As Assemblyman Kevin Kiley (R–Rocklin) pointed out, voters shredded the Legislature’s priorities in the four statewide measures that dealt directly with its actions. In each case, voters unambiguously rejected the prerogatives of the state’s Democratic leadership on issues involving labor law, affirmative action, the justice system, and voting rights. It’s the latest example of how far out of step the legislature is from California’s voters.
The obvious good news: Voters approved Proposition 22 by a whopping 2-million vote margin. Placed on the ballot by Uber, Lyft, and DoorDash, the ballot measure allows drivers for ridesharing and delivery services to keep working as independent contractors. Its passage signified the final and long-needed gutting of A.B. 5, which codified a California Supreme Court decision making it nearly impossible for companies to hire contractors.
Go figure, but instead of forcing companies to bring these workers on board as permanent employees, it led to widespread layoffs, the shuttering of theater groups and musical gigs, and the collapse of freelance opportunities just when Californians needed them the most—in the midst of pandemic-related stay-at-home orders. To blunt its effects, the legislature previously carved out exemptions for 100 industries. Voters finished the task by exempting drivers.

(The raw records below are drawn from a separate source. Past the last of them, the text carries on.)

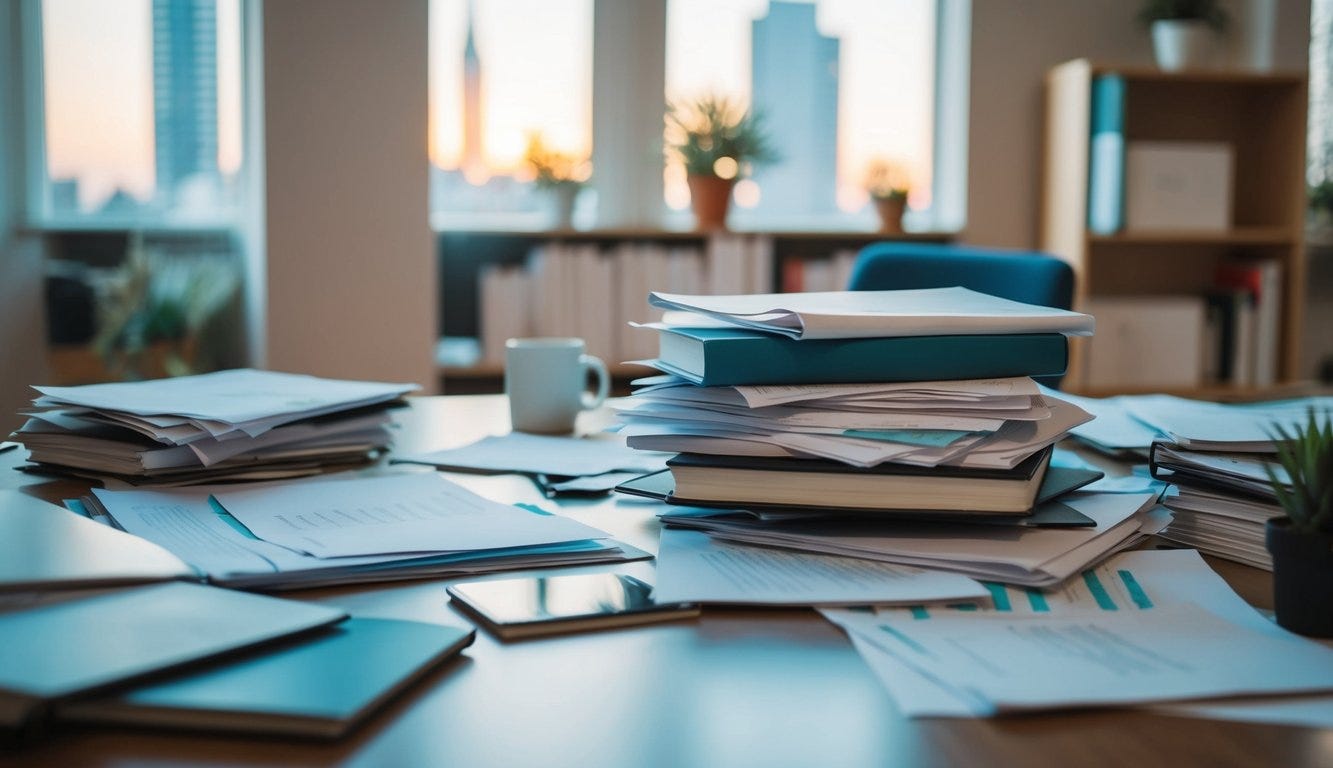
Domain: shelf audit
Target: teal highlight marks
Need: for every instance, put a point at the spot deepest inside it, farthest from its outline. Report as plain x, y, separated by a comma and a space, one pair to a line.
1136, 591
905, 640
1099, 591
999, 595
1039, 602
227, 518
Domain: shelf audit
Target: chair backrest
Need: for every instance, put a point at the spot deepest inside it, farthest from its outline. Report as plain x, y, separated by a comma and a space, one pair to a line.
1025, 276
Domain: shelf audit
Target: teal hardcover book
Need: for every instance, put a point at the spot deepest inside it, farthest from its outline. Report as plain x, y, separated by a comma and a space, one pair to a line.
316, 687
733, 356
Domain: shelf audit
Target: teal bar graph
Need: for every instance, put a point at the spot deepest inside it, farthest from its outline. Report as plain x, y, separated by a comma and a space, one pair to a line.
999, 595
1099, 591
1039, 602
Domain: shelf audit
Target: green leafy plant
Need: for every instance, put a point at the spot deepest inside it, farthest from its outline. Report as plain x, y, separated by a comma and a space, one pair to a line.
716, 136
1208, 11
1305, 454
552, 168
885, 180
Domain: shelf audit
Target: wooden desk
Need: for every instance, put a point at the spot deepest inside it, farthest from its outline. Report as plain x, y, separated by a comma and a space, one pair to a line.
737, 687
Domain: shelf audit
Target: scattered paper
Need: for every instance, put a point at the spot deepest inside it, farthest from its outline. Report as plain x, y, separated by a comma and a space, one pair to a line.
695, 568
544, 455
419, 512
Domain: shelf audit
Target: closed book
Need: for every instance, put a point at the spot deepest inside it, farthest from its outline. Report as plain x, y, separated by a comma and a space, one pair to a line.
1107, 156
87, 644
735, 356
743, 480
317, 686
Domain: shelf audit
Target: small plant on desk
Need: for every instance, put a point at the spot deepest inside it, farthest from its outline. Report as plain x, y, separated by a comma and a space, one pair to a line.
1301, 543
888, 186
560, 172
716, 140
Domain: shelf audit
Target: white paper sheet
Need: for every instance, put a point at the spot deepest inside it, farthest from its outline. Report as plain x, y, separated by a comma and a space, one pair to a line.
695, 568
779, 395
232, 396
860, 314
1169, 583
545, 455
419, 512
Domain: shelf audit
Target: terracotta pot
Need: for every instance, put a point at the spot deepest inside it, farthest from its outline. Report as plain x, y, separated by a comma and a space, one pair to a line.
1303, 579
891, 214
711, 198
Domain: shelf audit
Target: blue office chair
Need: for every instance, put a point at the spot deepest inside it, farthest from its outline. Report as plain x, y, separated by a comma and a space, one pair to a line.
1027, 276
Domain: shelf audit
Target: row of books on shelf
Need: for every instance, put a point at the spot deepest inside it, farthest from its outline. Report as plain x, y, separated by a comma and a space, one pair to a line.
592, 292
1227, 336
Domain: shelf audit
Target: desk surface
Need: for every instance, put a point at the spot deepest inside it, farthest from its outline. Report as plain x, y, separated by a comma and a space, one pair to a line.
736, 687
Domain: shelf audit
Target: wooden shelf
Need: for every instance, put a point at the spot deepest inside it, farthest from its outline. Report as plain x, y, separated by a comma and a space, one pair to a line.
1260, 118
1276, 236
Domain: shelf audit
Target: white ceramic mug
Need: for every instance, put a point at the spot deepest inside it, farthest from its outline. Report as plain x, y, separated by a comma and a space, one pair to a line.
545, 380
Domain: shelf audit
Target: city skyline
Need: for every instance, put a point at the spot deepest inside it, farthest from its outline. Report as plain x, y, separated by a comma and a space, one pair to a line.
97, 62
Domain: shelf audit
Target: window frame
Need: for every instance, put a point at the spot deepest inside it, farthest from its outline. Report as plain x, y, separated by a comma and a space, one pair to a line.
632, 98
36, 215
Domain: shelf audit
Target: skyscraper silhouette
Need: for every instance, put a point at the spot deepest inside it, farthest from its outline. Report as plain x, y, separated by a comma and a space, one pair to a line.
795, 79
473, 162
184, 94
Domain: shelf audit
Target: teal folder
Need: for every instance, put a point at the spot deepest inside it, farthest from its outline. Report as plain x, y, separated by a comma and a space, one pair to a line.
317, 687
728, 358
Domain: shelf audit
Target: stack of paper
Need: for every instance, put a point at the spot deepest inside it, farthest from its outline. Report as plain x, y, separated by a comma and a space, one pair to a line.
1011, 554
232, 424
1147, 627
317, 532
992, 423
1221, 502
932, 379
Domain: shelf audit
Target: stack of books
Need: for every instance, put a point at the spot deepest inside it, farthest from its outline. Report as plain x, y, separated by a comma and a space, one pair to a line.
1217, 458
827, 416
228, 426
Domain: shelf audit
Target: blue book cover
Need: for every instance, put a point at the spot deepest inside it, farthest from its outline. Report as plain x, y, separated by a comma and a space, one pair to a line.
1107, 156
733, 356
320, 686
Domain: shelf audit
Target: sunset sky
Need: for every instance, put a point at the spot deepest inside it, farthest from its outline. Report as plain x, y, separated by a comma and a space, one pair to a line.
536, 59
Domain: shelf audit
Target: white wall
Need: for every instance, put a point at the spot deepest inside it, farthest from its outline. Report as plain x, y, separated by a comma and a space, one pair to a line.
1013, 44
23, 328
352, 288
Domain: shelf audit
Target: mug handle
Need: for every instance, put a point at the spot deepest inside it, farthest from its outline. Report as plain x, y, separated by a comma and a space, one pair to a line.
596, 366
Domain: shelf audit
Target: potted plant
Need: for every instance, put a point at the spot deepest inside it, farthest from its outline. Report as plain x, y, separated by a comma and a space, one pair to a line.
559, 172
1301, 543
717, 142
1184, 31
887, 183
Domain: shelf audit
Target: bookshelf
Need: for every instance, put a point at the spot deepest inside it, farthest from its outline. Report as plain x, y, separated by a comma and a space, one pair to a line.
467, 256
1261, 119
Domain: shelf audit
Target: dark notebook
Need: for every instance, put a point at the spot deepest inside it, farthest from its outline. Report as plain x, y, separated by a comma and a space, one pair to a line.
1047, 512
319, 686
732, 356
91, 643
823, 483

The rebukes keep coming. The legislature had placed Proposition 16 on the ballot, which attempted to deal with the nation’s ongoing racial strife by re-imposing race-based hiring and university admissions at public institutions. It would have overturned a 1996 initiative (Proposition 209) that banned race-based decisions. Voters were unambiguous, rejecting this measure by a 56 percent to 44 percent margin.
Voters also derailed the legislature’s attempt to allow 17-year-olds to vote in primary elections if they turned 18 by the time of the general election (Proposition 18). Eighteen has long been the standard age for voting and many other adult things, so it was hard to understand the impetus beyond the cynical goal of boosting the ranks of young, liberal voters. The legislature nevertheless placed this oddity on the ballot—and the voters said, “no, thank you.”

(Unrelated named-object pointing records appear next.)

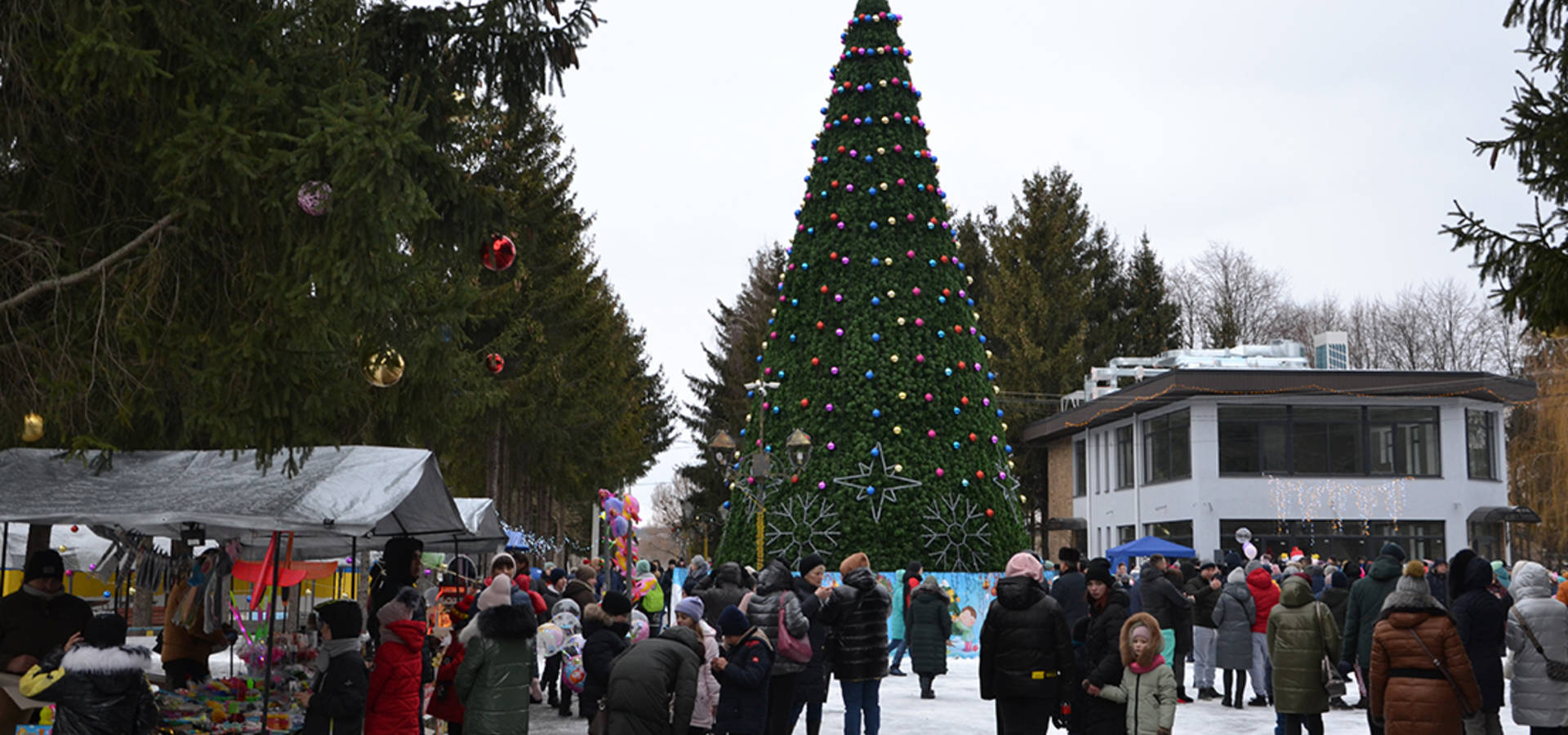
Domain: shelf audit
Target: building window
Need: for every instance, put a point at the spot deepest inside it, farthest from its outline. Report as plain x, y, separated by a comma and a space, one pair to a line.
1167, 447
1125, 475
1254, 439
1404, 441
1176, 532
1329, 441
1079, 469
1481, 430
1339, 540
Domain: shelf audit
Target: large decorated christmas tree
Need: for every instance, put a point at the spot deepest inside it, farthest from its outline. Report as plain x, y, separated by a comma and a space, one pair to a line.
875, 351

California voters rejected, by a solid 55-percent to 45-percent margin, Proposition 25, which would have eliminated the use of money bail to release defendants from their pre-trial detention. This was a referendum—a “yes” vote kept the new law in place, whereas a “no” vote overturned it. I support bail reform, given that the bail system is based more on finances than risk, but there’s no question voters soundly stymied the legislature.
The result could still change with final counting, but Proposition 15 is losing by more than three points. This measure, placed on the ballot by unions and backed by Newsom and the Democratic establishment, would eliminate Proposition 13’s tax protections for commercial and industrial properties. Its likely loss would be great for taxpayers, but terrible news for a spendthrift Legislature that wants ever-higher taxes so that it doesn’t have to reform its current spending.
In another great-news, damn-the-Legislature story, voters have once again rejected one of the most noxious ideas imaginable: rent control. Such controls not only deprive owners of their property rights, but they destroy housing markets wherever they are implemented—by discouraging the construction of new rental housing and reducing owners’ incentive to upgrade their properties.
Proposition 21 would have allowed localities to pass even the strictest form of rent controls—including vacancy controls that forbid landlords from raising rents even between tenants. It is getting trounced, 60-40—a fascinating result that, as The Los Angeles Times notes, “shows that despite California’s reputation as a progressive bastion, voters here are far from willing to support one of the most well-known housing ideas championed by the left.”
The measure is the second one in two years that voters handily defeated. Yet after voters said “no” to that 2018 rent-control plan in the midst of a Democratic wave election, Newsom signed a statewide rent-control law. So much for the will of voters. By the way, Californians on Tuesday also nixed a union attempt to hobble kidney dialysis clinics (Proposition 23) backed by the state Democratic Party.
This year’s initiative results need no microanalysis, but what are the chances that Newsom and Democratic supermajorities will recognize that even California’s liberal electorate is not on board their far-reaching progressive agenda?